We’ll start with the playoffs. Baseball Prospectus’ playoff odds report gives Boston a 17.2 percent chance of making the playoffs, 9.9 percent of which comes from winning the AL East. Neither an under 20 percent overall shot nor a 10 percent shot at the division are good odds, but with 66 games to go and many games remaining against the teams ahead of them (including the first of a three-game series against the Yankees today), those odds are hardly deterministic.
They’re also not pulled from nowhere. Taken as a whole, the season has been quite disappointing. The Red Sox find themselves in the middle of a crowded AL in terms of runs scored. Considering run scoring was supposed to be the rock the 2015 team was built upon, that’s not so good. The news is worse when you look at the pitching staff. Boston has the worst ERA in the AL and is ahead of only the Phillies, who are terrible, and the Rockies, who play in a park only slightly less friendly to major league hitters than that little league field down the block.
Five and a half games back with 66 games to go sounds doable, and especially so if you concede the fact that the 2015 Red Sox are a good team that has put up an uncharacteristically bad first half of the season. But if you look at the Red Sox’s underlying numbers, it’s debatable how good a team they really are. As Alex Speier of the Boston Globe noted in his newsletter, 108 Stitches, the Red Sox are the recipients of the good graces of opposing defenses. They’ve scored 57 unearned runs, 15 more than any other team as of Thursday morning. And even so, they’ve been outscored by 39 runs on the season. Do good teams get outscored by 39 runs? In case you were wondering, no, they don’t. So then, if you’re a Red Sox fan, you have to go looking for reasons why they might be better than that -39 run differential.
There are a few, of course, but many rest on the same presumption that holds up the hope for rest of the team, and that is past performance. Throughout his career, Pablo Sandoval has been a better player than his overall performance has showed this season. The same can be said for Rick Porcello, who’s more recent seasons in Detroit have been significantly better than what he’s done so far this season. Forget his salary for a second and ask yourself how much better Boston would be if he were simply 10 percent below average rather than 32 percent.
If you’re a Red Sox fan, you have to go looking for reasons why they might be better than that -39 run differential.
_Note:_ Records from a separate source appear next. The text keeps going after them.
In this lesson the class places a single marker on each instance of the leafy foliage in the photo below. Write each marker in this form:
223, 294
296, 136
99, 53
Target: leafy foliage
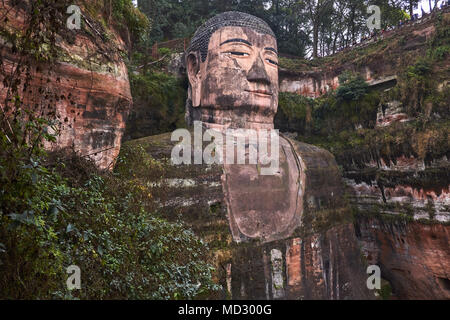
351, 87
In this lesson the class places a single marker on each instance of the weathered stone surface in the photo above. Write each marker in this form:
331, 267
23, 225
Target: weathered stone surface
305, 264
414, 258
89, 83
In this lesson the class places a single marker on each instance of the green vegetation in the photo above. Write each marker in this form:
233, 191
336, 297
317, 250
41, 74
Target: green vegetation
159, 97
54, 216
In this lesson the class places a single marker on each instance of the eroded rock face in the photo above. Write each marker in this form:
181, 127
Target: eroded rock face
308, 263
88, 85
233, 73
414, 258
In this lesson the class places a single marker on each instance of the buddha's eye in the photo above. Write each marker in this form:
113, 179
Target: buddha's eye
272, 62
237, 53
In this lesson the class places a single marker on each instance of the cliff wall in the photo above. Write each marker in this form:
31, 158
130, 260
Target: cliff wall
86, 85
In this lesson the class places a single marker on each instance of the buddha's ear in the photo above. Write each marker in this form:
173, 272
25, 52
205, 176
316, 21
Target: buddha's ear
194, 75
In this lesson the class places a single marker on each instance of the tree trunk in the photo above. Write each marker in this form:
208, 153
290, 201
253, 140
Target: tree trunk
315, 39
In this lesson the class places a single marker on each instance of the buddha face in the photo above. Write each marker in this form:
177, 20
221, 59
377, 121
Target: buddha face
238, 79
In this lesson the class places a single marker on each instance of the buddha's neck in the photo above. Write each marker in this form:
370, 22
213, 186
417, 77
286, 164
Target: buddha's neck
232, 119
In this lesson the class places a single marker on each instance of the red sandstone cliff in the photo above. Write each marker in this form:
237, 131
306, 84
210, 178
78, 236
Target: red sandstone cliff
87, 86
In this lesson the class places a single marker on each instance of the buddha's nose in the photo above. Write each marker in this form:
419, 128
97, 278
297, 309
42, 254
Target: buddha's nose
257, 72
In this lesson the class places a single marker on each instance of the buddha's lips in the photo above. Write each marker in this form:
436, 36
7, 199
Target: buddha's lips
264, 92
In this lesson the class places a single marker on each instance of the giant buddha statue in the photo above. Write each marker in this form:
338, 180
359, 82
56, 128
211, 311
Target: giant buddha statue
282, 235
232, 65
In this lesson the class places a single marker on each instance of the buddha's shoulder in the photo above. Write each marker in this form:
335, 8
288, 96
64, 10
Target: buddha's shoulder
312, 155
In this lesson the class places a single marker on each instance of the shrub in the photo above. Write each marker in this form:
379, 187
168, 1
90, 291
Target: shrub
351, 87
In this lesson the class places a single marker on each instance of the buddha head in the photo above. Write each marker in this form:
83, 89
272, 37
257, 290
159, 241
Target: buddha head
232, 65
Hanley Ramirez’s defense doesn’t quite fall into that category, but it’s worth mentioning. It was as bad as any I’ve ever seen from a major league player. But over the past few weeks, if not a month, Ramirez has gone from stupendously horrendous to simply bad, at least according to my eyes. That’s a huge improvement. I wouldn’t make the argument that he can ever be an asset in left field, but if he can be simply playable defensively then the Red Sox lineup all of a sudden makes some sense.
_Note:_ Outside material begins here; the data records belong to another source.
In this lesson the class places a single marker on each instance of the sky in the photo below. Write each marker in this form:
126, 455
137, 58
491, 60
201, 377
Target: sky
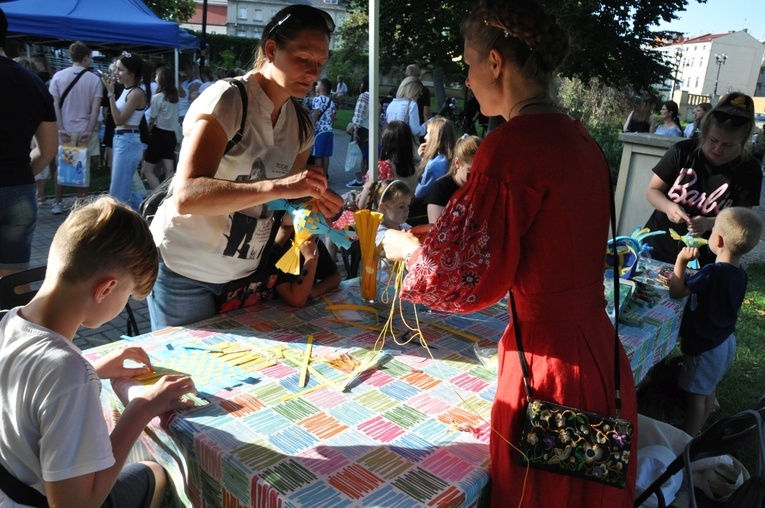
720, 16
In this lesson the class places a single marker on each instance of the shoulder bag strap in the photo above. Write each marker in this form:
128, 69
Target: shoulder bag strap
238, 136
69, 88
617, 363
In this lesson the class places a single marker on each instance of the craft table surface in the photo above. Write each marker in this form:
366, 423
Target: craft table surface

Further, the Red Sox have compiled their season stats with Justin Masterson and Joe Kelly in the starting rotation, and went a while without Eduardo Rodriguez. Less of the first two and more of the second should make a significant difference in the next part of the season.
But even with all of that, this is clearly a flawed team. The bullpen perpetually seems on the verge of falling to pieces, as John Farrell (rightly) doesn’t trust but three or four guys. Playing David Ortiz at first base to avoid the black hole that has enveloped Mike Napoli’s skills isn’t a sustainable strategy long term for Ortiz’s health. Right field has bizarrely been manned by Alejandro De Aza, who has played spectacularly (yes, this is a weird sentence to write, just let me get through it, please), but who could easily turn back into a pumpkin at any moment. The remainder of the depth that was supposed to protect the right side of the field in Allen Craig, Jackie Bradley, and Daniel Nava, are playing or rehabbing in Pawtucket.
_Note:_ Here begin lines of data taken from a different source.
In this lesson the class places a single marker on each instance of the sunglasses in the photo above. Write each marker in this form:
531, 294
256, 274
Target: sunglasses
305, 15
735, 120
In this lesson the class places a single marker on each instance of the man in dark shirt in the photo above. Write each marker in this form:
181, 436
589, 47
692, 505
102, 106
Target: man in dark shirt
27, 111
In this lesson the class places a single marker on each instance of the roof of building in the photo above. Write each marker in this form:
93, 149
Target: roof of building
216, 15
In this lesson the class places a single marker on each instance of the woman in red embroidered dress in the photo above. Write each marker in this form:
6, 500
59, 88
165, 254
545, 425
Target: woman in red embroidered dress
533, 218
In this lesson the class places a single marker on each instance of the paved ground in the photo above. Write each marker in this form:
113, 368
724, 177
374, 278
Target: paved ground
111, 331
The thing that should give Red Sox fans hope perhaps most of all is that while the Red Sox are flawed, so are the Yankees, Rays, Orioles, and Blue Jays. Toronto has no pitching to speak of, Tampa has no hitting (this feels like the beginning of a nursery rhyme), the mediocre Orioles team we’ve been expecting to see for three years has finally arrived, and the Yankees are painfully old and balanced on the edge of a razor blade injury-wise.
There isn’t a team in the division that doesn’t need help, but it’s rare that trade deadline acquisitions make the difference in divisional races. Mostly, teams are what they are at this point. Our own projected standings report here at BP says the Red Sox will win more games than any divisional opponent from here on out. That’s a nod to the strength of this roster, or at least what we thought were the strengths at the beginning of the season. The prognosticators may not be counting them in, but the numbers say the Red Sox are back in this thing, even if they’re not the favorites.
That’s today, though. The Red Sox aren’t in a position where they can drop five straight or get swept by the Yankees this weekend. They’ve used up their mistakes. They’ve used up their low points and periods of struggle. The edges of contention are slippery and as the season continues to its conclusion, many teams will fall. For the Red Sox to play meaningful ball up until the end, they’re going to have to hold on tight, and that’s going to mean good players playing well, from Porcello to Sandoval to the rest of the roster. They can start tonight against New York. In fact, it’s not ‘can.’ It’s now ‘have to.’